The integration of European financial markets will speed up the consolidation of European banks and lead many to expand their U.S. operations, according to senior executives.
U.S. and European bankers attending a meeting of the Washington-based Bankers Association for Foreign Trade this week said that the cost of technology investments, combined with intense competition, will put further pressure on European banks to merge, cut expenses, and specialize to survive.
They added that it may also prompt some big European banks to expand into the United States and emerging markets to increase revenues and profits.
"We see a continuing transformation that will lead many banks to allocate more capital to the United States and to emerging markets," said Kurt F. Viermetz, vice chairman at J.P. Morgan & Co.

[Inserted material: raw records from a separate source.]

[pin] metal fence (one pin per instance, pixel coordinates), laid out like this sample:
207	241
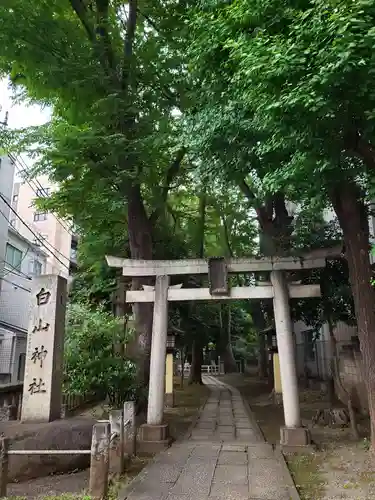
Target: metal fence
121	427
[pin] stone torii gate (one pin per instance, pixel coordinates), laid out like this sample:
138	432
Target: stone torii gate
155	431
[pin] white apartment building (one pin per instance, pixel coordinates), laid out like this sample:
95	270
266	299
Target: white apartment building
47	230
20	260
23	261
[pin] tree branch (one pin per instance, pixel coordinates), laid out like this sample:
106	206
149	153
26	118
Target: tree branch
131	25
173	170
102	20
261	210
226	235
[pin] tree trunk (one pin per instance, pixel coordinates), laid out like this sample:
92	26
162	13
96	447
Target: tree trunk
140	242
352	215
226	352
195	376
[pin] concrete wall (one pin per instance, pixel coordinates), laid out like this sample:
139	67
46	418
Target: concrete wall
6	187
57	238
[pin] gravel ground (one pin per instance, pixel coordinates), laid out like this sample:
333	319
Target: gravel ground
49	486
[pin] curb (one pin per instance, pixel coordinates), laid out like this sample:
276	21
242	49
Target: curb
294	495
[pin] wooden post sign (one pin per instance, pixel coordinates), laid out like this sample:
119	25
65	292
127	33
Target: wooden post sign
41	401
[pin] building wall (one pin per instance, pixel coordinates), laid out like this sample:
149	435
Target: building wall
57	237
6	186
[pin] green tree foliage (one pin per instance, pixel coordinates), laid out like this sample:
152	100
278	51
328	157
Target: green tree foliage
94	360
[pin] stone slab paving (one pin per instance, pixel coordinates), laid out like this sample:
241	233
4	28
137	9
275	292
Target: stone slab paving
223	457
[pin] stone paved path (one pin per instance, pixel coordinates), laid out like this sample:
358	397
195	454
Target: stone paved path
223	457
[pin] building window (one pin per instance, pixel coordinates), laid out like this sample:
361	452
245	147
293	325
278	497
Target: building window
39	241
13	257
37	268
40	216
43	192
21	367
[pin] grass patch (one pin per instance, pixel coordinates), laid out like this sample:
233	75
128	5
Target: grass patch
308	478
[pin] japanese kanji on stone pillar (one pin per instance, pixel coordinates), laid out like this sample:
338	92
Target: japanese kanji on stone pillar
42	392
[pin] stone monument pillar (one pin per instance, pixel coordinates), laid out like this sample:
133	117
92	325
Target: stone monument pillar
293	434
155	434
42	394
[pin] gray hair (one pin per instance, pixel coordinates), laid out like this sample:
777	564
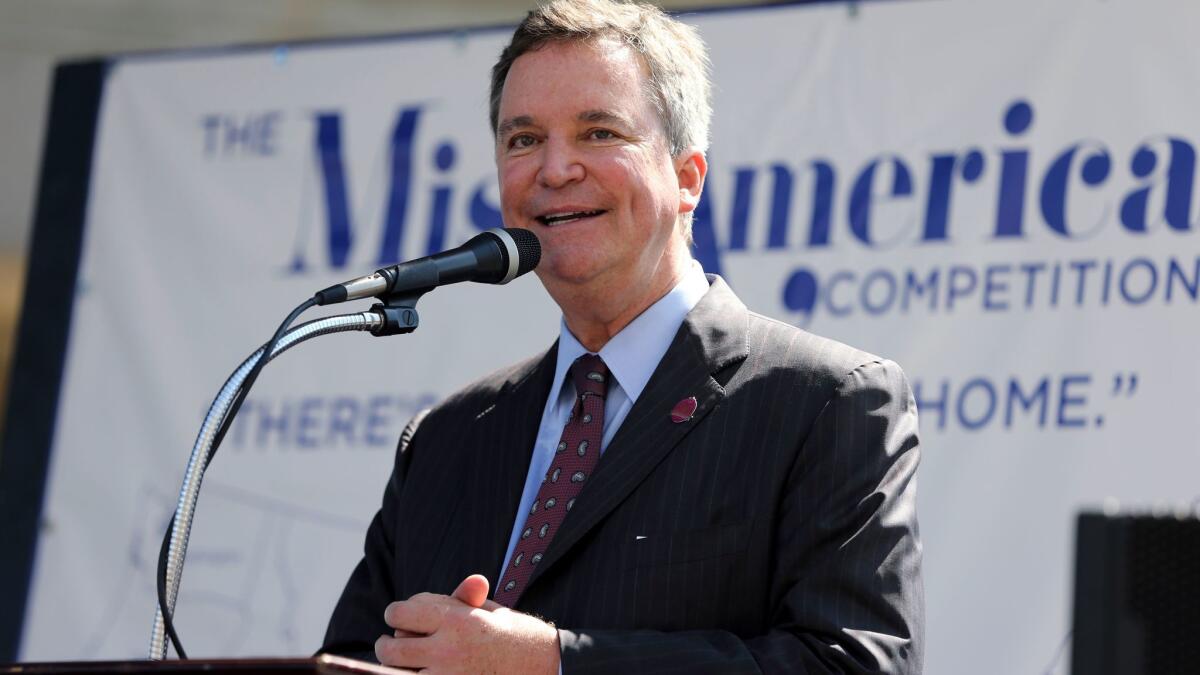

Mr. Viermetz also predicted that consolidation will speed up among local and regional banks before increasing Europe-wide.
The European Community is scheduled to merge members' currencies into a single unit, the euro, by Jan. 1, 1999.
The currency merger will eliminate much of the corresponding banking and clearing businesses, as well as foreign exchange trading, which many European banks rely on for profits.
It will also have an impact on several U.S. banks, including Citicorp, Chase Manhattan Corp., and Bank of New York Corp. Citicorp runs a pan- European retail and corporate banking network, while Chase and Bank of New York have large processing and securities custody operations that will have to shift to a single currency.
"A banker relishing the prospect" of the European monetary unit "is like a goose relishing the prospect of Christmas," said Jaap J. Kamp, senior executive and vice president at Amsterdam-based ABN Amro Bank.
Many European banks have a strong but eroding presence in European markets, Mr. Viermetz said. "The forces of a single market will make many banks uncompetitive or plain unprofitable."
Bankers caution that different regulations, tax, and accounting systems will influence the pace of consolidation. They also predicted that some banks may opt to expand outside the European Community, rather than inside, and to expand in nonbanking sectors, such as insurance.